Geçen 1 müşteri geldi.
Konuyu kendi açtı.
Ben inanmıyorum dedi.
Kitabı da Muhammed yazdı dedi.
Sordum
Okudun mu kitabı?
Okumadım dedi.
Bu başlıkta bir sürü insan var böyle...
eğer siz onu (muhammed) kendisi uydurdu diyorsanız haydi sizde bunun benzeri bir sure getirin ve allahtan başka kimi yardıma öağırabilirseniz onuda yardıma çağırın.
yemin olsunki insanlar ve cinniler bir araya gelseler bu ve bunun benzeri bir kuran yazamazlar.
ayetlerini bilmeyen ateist beyanıdır.
3 milyar insan inanirken yanlışını eksigini bulamazken Sözlükteki 3-5 ergen ateistin okumadan dinlemeden karalama çabasıdir.
Ulan pis ateistler din demek iyilik dogruluk dürüstlük demek insanlara yardim etmek demek iyi gecinmek demek.
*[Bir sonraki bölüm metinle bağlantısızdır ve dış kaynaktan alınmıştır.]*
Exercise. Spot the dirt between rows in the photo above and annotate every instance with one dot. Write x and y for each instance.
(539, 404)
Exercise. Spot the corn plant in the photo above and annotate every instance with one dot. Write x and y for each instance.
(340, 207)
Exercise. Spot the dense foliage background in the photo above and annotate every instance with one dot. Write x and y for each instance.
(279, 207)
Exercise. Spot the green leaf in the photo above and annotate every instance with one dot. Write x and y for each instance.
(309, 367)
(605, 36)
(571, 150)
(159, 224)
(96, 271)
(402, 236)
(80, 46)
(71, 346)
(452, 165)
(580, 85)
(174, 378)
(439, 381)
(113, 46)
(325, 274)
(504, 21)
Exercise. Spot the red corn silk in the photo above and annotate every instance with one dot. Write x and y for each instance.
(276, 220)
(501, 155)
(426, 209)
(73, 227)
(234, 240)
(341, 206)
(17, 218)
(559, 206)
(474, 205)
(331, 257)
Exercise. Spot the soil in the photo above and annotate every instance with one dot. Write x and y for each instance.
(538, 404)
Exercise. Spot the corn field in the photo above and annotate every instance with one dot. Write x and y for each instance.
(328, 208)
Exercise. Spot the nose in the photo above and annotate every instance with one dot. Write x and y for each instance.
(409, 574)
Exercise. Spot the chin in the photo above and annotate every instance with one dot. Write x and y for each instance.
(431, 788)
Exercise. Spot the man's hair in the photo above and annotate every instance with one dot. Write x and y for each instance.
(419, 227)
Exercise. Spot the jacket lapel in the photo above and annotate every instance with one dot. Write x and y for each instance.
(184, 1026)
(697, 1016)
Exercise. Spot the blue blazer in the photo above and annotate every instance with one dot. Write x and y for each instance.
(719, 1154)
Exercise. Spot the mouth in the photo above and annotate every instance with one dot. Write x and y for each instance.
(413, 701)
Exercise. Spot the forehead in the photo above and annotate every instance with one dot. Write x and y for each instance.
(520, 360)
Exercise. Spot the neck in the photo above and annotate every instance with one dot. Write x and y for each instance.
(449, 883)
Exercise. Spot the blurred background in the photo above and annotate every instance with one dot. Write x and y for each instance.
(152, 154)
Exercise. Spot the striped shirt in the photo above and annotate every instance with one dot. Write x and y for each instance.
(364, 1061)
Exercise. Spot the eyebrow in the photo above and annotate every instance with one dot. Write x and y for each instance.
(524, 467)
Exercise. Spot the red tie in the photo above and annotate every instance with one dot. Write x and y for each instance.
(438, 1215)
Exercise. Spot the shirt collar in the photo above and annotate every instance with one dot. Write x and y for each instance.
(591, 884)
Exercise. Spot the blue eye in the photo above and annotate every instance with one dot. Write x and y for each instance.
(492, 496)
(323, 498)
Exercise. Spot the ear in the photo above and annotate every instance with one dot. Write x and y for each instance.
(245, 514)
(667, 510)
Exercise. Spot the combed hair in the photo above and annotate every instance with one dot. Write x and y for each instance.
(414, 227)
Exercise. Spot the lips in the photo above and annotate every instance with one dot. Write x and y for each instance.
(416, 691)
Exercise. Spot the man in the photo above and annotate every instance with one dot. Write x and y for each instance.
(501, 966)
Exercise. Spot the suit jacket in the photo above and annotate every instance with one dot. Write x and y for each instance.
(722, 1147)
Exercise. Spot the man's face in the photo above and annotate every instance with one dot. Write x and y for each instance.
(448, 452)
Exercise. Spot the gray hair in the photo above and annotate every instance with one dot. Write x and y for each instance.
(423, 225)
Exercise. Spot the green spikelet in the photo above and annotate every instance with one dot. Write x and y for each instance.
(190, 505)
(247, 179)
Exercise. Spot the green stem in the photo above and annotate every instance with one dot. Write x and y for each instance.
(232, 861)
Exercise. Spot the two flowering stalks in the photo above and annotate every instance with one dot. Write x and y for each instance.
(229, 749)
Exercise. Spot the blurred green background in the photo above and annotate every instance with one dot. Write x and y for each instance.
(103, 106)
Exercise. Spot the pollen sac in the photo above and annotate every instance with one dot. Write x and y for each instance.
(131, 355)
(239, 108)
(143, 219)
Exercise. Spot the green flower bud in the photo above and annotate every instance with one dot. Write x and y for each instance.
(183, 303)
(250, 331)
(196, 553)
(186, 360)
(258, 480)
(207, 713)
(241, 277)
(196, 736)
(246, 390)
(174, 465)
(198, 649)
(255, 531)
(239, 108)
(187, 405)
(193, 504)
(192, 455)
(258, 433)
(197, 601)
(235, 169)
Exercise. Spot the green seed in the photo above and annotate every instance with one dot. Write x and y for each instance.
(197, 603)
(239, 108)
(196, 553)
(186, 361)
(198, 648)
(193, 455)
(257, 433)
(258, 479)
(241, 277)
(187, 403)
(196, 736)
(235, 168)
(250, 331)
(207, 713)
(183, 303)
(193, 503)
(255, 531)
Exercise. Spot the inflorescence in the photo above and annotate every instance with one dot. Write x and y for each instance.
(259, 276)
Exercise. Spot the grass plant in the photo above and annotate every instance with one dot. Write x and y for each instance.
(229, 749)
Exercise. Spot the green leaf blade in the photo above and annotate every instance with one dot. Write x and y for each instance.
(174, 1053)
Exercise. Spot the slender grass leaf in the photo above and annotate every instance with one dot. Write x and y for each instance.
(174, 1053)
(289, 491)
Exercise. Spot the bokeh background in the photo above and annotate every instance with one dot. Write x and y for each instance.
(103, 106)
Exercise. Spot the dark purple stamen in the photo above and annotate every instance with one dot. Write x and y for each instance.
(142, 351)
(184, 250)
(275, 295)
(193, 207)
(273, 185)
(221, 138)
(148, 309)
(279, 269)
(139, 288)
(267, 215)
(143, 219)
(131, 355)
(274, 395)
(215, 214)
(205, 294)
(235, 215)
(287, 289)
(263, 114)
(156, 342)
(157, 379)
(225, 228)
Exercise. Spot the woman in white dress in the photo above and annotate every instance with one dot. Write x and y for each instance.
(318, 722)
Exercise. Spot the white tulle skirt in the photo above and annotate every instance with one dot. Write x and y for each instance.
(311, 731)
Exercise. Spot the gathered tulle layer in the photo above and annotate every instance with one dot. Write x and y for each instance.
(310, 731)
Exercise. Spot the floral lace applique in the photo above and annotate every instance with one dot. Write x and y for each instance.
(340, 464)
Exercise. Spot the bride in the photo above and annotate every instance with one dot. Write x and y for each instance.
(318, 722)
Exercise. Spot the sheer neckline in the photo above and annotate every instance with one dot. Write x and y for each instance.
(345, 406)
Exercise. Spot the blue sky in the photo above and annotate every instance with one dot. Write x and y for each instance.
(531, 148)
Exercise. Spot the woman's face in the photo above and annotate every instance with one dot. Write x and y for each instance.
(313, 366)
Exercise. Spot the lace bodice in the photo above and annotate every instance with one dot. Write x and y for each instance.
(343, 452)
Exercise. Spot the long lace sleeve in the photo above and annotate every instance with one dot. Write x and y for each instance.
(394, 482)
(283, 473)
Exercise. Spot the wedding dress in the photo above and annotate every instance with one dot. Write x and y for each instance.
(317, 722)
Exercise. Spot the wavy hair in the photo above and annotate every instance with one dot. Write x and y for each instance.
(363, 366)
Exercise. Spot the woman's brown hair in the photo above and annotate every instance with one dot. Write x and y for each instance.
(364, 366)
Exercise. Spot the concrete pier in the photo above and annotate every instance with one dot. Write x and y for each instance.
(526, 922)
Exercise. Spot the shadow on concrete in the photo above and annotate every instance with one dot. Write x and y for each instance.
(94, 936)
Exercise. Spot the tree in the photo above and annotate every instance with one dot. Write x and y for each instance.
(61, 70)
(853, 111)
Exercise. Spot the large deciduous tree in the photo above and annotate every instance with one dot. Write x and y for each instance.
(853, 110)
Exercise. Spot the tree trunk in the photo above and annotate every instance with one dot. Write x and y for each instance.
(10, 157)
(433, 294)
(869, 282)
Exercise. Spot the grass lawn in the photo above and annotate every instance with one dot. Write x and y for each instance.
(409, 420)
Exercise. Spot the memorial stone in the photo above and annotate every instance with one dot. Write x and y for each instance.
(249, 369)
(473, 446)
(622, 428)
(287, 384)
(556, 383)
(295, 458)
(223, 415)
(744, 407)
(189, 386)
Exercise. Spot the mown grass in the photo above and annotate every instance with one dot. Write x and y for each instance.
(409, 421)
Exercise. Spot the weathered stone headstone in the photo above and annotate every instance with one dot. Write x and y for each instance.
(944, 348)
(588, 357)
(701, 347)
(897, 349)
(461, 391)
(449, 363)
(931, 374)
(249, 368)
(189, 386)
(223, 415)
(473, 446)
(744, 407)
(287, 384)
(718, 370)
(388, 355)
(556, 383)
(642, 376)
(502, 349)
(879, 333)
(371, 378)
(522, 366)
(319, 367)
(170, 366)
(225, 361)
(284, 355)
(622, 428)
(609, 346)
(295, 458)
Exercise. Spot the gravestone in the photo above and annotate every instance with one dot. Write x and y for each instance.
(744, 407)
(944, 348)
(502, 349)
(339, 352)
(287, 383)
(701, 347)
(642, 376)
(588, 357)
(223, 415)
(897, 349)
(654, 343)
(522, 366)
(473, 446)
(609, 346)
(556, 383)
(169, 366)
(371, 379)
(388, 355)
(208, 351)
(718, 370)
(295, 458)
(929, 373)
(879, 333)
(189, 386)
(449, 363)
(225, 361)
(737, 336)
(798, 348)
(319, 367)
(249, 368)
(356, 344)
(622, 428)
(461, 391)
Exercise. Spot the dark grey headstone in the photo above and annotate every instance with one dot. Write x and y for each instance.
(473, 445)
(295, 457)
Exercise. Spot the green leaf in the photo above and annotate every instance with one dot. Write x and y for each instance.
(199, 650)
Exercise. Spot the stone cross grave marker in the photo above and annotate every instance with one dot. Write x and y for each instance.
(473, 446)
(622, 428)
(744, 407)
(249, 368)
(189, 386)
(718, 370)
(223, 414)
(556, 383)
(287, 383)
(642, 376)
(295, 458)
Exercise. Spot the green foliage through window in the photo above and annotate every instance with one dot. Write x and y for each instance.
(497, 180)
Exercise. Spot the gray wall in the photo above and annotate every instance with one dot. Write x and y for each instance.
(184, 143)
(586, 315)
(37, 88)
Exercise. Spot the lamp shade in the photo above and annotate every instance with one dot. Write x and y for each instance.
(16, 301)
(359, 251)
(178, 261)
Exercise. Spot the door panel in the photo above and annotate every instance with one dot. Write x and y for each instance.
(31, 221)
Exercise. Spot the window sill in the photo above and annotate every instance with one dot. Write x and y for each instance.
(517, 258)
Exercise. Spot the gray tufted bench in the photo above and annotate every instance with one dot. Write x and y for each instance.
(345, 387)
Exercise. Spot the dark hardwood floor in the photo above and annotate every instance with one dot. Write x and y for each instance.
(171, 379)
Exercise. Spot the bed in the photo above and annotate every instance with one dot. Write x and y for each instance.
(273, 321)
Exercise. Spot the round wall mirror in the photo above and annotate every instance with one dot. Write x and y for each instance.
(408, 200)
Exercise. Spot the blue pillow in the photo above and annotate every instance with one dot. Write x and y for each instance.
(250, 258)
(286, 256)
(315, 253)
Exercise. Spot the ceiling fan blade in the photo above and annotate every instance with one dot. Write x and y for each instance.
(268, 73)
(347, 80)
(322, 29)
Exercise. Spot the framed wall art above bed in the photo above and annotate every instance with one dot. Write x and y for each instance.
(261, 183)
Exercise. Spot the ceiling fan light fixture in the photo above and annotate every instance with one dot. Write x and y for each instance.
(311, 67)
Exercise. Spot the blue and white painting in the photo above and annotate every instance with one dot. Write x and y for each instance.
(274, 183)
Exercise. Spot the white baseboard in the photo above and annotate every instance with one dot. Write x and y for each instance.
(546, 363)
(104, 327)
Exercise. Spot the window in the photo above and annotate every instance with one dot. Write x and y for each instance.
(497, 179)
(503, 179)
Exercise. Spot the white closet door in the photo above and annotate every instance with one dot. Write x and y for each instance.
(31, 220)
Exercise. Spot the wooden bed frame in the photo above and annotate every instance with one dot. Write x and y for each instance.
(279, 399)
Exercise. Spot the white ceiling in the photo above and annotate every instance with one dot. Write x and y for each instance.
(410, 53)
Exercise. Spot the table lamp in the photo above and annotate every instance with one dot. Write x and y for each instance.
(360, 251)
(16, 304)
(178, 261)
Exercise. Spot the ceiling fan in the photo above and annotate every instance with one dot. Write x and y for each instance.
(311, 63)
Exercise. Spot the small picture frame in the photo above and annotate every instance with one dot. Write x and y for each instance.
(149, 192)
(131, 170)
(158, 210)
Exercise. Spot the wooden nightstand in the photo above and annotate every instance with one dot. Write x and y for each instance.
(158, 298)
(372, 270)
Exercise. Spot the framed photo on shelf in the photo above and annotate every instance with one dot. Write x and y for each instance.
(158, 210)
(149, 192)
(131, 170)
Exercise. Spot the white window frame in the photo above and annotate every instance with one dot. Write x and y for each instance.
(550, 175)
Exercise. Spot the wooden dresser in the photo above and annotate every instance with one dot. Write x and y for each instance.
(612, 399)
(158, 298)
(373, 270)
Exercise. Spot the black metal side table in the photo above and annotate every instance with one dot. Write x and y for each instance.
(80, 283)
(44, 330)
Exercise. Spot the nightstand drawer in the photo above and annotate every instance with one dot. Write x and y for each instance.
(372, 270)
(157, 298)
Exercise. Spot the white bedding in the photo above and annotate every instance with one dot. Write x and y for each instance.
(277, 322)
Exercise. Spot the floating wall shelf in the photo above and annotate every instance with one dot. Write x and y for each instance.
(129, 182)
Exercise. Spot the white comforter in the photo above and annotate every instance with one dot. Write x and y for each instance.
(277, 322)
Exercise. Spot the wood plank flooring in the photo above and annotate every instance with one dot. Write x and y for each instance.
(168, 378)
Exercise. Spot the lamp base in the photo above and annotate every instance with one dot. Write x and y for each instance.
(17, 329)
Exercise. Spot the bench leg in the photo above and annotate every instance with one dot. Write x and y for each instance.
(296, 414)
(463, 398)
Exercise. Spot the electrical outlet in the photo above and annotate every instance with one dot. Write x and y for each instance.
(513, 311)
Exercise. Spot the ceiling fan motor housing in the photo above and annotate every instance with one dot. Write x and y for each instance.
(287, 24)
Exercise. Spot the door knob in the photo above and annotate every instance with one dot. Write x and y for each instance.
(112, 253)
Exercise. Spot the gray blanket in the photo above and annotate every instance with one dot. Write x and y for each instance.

Bunlar olmazsa zaten dünya yaşanacak yer olamazdı. Bunlar geçmişten günümüze din sayesinde geldi. Peki ya senin çok sevdiğin içki içip zinayi helal kilan yasaların olsaydı bi dünyada namus kavramı olurmuydu? Adamın karısını yataktan alır bi postada sen atardin. Kim eş kim çocuğun babası belli olmazdı cinayetler almış başını gitmişti.. ki zaten islamiyet gelmeden önce bunların hepsi yapılıyordu.
Şimdi kalkmış allah yok peygamber yalan diyerek sacmalamakta sınır tanimiyorsun..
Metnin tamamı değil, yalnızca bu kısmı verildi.